From f7329619da8d493fecc30e2a5d44bc3a672741a3 Mon Sep 17 00:00:00 2001
From: Benoit Steiner <benoit.steiner.goog@gmail.com>
Date: Thu, 17 Mar 2016 15:08:02 -0700
Subject: [PATCH] Fix bug in tensor contraction. The code assumes that
 contraction axis indices for the LHS (after possibly swapping to ColMajor!)
 is increasing. Explicitly sort the contraction axis pairs to make it so.

---
 .../CXX11/src/Tensor/TensorContraction.h      | 13 ++++++++++++
 unsupported/test/cxx11_tensor_contraction.cpp | 20 +++++++++++++++++++
 2 files changed, 33 insertions(+)

diff --git a/unsupported/Eigen/CXX11/src/Tensor/TensorContraction.h b/unsupported/Eigen/CXX11/src/Tensor/TensorContraction.h
index 18b20b2dc..f070ba61e 100644
--- a/unsupported/Eigen/CXX11/src/Tensor/TensorContraction.h
+++ b/unsupported/Eigen/CXX11/src/Tensor/TensorContraction.h
@@ -193,6 +193,19 @@ struct TensorContractionEvaluatorBase
       }
     }
 
+    // Check for duplicate axes and make sure the first index in eval_op_indices
+    // is increasing.
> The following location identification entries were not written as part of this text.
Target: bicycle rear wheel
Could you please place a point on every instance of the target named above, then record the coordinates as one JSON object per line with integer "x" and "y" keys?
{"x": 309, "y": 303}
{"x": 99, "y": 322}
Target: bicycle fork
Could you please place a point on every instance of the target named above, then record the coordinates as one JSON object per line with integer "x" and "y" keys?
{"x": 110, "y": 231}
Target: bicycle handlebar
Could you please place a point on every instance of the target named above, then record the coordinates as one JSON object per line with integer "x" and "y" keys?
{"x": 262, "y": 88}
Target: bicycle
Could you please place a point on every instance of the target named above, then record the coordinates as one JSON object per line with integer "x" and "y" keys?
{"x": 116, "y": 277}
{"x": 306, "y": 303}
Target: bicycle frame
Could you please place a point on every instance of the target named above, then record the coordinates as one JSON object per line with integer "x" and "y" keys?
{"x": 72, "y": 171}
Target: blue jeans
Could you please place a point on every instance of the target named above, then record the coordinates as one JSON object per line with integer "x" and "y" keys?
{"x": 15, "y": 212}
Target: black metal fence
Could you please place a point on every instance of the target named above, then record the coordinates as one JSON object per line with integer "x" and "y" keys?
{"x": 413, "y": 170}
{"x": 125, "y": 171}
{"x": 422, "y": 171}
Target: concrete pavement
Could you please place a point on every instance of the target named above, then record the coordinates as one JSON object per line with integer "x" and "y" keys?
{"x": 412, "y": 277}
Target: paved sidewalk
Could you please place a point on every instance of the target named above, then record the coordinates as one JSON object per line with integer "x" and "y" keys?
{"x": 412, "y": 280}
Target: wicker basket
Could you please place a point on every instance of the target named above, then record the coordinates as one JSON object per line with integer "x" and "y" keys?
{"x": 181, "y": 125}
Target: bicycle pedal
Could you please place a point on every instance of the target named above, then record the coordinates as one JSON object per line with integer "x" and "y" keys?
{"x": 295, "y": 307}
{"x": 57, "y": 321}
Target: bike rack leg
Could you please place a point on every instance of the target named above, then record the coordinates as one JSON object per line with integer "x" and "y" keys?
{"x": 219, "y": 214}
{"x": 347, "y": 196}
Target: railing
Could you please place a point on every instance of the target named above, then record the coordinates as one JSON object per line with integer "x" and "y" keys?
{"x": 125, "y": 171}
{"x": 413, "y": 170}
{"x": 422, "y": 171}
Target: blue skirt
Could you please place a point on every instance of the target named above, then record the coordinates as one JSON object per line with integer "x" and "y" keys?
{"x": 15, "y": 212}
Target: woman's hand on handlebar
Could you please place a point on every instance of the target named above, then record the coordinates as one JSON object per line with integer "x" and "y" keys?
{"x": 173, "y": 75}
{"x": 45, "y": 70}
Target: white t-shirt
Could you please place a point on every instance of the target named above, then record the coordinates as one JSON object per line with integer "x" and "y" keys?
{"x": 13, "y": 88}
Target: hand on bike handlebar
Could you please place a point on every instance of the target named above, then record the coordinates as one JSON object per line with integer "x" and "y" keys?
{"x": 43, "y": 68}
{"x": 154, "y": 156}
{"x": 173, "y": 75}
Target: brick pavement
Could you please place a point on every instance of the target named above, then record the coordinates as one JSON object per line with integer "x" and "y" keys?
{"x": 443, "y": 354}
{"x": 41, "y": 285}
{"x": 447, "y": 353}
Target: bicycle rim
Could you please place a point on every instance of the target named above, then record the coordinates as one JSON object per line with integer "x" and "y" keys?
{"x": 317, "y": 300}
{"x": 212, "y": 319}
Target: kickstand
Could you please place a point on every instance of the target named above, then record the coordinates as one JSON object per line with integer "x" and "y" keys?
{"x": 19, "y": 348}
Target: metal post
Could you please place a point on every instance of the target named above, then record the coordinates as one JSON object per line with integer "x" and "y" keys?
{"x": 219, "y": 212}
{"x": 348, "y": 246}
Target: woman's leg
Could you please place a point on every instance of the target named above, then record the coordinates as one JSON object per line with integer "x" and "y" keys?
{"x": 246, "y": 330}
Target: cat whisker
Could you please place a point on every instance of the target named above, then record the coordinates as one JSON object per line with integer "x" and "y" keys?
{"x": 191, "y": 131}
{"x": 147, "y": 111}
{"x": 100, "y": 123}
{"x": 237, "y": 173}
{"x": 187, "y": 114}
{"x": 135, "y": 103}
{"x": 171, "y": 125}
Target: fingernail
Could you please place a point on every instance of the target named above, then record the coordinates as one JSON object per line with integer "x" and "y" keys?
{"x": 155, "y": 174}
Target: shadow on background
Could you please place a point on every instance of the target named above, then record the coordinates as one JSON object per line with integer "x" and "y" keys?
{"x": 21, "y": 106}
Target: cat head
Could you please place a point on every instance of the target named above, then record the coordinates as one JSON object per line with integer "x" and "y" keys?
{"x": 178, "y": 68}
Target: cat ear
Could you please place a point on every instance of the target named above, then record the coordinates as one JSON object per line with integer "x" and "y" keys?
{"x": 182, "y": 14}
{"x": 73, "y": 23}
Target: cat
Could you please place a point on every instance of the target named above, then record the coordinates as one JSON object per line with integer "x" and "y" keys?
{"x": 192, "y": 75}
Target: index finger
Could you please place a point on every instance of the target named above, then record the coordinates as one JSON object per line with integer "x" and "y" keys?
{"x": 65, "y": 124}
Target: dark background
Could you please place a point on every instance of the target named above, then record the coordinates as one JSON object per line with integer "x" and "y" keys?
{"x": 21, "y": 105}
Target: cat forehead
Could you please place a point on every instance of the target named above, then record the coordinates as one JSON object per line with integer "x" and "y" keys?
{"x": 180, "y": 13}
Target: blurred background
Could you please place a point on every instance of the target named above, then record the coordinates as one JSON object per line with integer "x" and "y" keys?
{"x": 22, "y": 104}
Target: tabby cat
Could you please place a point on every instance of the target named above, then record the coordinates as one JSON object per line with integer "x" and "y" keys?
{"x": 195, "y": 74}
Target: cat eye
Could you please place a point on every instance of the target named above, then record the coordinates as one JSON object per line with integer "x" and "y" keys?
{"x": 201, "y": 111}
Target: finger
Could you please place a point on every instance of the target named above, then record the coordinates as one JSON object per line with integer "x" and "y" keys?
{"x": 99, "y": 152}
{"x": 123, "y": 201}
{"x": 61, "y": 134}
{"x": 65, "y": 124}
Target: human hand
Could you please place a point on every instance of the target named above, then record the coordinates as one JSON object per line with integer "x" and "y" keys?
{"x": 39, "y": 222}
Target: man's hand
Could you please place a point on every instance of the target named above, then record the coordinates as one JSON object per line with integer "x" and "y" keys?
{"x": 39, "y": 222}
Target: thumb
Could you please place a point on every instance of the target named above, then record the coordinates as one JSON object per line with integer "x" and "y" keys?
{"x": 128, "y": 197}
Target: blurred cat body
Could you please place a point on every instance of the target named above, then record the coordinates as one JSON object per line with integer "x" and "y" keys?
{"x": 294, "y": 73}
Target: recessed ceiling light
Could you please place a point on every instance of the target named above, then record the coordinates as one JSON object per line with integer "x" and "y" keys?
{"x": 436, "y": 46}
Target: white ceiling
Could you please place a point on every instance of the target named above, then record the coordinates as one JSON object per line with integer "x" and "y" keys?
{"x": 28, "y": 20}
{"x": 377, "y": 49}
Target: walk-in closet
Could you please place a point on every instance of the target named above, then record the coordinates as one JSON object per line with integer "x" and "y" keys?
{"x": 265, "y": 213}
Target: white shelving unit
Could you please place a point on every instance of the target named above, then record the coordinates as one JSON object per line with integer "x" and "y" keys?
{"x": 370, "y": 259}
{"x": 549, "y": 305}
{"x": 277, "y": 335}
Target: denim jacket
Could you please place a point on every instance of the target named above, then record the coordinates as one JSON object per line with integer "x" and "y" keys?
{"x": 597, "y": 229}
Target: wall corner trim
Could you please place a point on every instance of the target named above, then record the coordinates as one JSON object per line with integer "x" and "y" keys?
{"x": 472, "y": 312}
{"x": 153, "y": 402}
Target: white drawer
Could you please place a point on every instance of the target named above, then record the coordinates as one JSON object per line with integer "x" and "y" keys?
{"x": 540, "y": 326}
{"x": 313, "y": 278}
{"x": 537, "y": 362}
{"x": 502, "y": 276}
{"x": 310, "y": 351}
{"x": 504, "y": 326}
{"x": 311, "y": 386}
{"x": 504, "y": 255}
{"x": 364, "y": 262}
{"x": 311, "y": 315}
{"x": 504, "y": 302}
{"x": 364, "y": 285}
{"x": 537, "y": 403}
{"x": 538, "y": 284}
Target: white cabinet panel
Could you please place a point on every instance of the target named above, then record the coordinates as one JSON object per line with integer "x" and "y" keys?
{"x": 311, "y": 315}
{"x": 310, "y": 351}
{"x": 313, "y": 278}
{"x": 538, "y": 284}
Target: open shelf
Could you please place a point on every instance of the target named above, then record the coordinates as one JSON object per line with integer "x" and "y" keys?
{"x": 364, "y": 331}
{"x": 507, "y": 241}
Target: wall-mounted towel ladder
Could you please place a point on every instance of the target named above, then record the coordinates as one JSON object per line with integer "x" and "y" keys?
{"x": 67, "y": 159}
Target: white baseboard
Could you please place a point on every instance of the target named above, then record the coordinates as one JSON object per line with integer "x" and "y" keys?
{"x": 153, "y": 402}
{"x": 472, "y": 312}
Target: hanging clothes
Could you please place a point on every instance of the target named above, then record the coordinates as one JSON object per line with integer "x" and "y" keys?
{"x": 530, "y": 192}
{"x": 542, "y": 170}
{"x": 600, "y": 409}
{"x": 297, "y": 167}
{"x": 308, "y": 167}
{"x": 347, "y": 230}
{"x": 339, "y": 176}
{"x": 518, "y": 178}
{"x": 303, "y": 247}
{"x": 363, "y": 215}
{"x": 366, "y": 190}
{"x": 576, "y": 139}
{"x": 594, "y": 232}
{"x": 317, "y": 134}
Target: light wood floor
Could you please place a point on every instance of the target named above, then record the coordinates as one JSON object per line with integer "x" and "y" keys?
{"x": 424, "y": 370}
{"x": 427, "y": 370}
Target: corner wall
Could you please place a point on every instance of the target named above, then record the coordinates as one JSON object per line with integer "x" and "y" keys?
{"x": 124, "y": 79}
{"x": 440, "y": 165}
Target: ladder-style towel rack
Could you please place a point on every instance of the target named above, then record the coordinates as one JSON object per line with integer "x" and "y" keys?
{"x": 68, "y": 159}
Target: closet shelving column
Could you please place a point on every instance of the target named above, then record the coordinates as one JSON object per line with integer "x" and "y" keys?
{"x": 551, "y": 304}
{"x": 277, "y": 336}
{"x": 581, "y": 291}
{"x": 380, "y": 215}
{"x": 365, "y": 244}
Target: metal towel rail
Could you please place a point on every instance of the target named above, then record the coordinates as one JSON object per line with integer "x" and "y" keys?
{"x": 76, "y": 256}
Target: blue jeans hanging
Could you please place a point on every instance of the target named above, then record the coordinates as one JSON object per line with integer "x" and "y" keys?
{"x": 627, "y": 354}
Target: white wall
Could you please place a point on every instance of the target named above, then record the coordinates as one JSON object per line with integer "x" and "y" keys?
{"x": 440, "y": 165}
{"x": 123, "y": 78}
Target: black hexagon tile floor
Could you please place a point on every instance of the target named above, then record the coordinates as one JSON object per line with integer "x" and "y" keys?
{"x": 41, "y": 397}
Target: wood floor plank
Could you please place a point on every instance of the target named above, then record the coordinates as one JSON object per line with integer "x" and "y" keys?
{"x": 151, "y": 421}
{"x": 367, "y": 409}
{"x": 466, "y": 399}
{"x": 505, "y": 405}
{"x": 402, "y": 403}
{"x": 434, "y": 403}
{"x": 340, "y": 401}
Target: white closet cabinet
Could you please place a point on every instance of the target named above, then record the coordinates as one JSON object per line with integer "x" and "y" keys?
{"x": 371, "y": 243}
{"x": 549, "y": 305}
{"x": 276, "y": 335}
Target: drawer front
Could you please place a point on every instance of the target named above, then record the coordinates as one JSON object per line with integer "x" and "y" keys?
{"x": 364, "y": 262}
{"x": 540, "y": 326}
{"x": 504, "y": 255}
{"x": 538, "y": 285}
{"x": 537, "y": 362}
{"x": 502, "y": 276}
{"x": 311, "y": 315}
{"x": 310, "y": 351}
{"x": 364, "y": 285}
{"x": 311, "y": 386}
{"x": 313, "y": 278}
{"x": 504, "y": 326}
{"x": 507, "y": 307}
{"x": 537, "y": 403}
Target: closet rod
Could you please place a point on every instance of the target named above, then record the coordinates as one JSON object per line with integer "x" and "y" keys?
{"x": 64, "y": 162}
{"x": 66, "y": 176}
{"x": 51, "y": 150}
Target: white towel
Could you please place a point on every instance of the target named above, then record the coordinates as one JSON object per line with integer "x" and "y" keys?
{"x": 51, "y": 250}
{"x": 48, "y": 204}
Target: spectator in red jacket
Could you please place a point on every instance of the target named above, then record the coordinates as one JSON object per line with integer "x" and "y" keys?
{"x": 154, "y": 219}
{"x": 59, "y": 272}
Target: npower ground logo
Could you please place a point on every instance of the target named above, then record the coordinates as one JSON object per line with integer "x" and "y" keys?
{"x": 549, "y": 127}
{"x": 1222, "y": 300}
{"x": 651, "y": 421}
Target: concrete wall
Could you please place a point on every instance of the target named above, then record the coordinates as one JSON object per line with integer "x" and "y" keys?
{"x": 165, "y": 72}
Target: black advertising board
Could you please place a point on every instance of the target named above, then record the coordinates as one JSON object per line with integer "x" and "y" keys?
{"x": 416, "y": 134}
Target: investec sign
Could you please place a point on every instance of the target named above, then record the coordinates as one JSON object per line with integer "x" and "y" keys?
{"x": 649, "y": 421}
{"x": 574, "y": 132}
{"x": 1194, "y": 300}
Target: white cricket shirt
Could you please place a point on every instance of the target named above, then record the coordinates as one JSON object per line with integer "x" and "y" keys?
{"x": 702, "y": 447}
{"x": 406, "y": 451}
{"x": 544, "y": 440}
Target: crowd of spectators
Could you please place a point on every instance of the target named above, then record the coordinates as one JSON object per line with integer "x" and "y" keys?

Using O(n^2) sorting is OK since ContractDims is small
+    for (int i = 0; i < ContractDims; i++) {
+      for (int j = i + 1; j < ContractDims; j++) {
+        eigen_assert(eval_op_indices[j].first != eval_op_indices[i].first &&
+                     eval_op_indices[j].second != eval_op_indices[i].second &&
+                     "contraction axes should be unique");
+        if (eval_op_indices[j].first < eval_op_indices[i].first) {
+          numext::swap(eval_op_indices[j], eval_op_indices[i]);
+        }
+      }
+    }
+
     array<Index, LDims> lhs_strides;
     lhs_strides[0] = 1;
     for (int i = 0; i < LDims-1; ++i) {
diff --git a/unsupported/test/cxx11_tensor_contraction.cpp b/unsupported/test/cxx11_tensor_contraction.cpp
index 57ec5add7..0e16308a2 100644
--- a/unsupported/test/cxx11_tensor_contraction.cpp
+++ b/unsupported/test/cxx11_tensor_contraction.cpp
@@ -138,6 +138,26 @@ static void test_multidims()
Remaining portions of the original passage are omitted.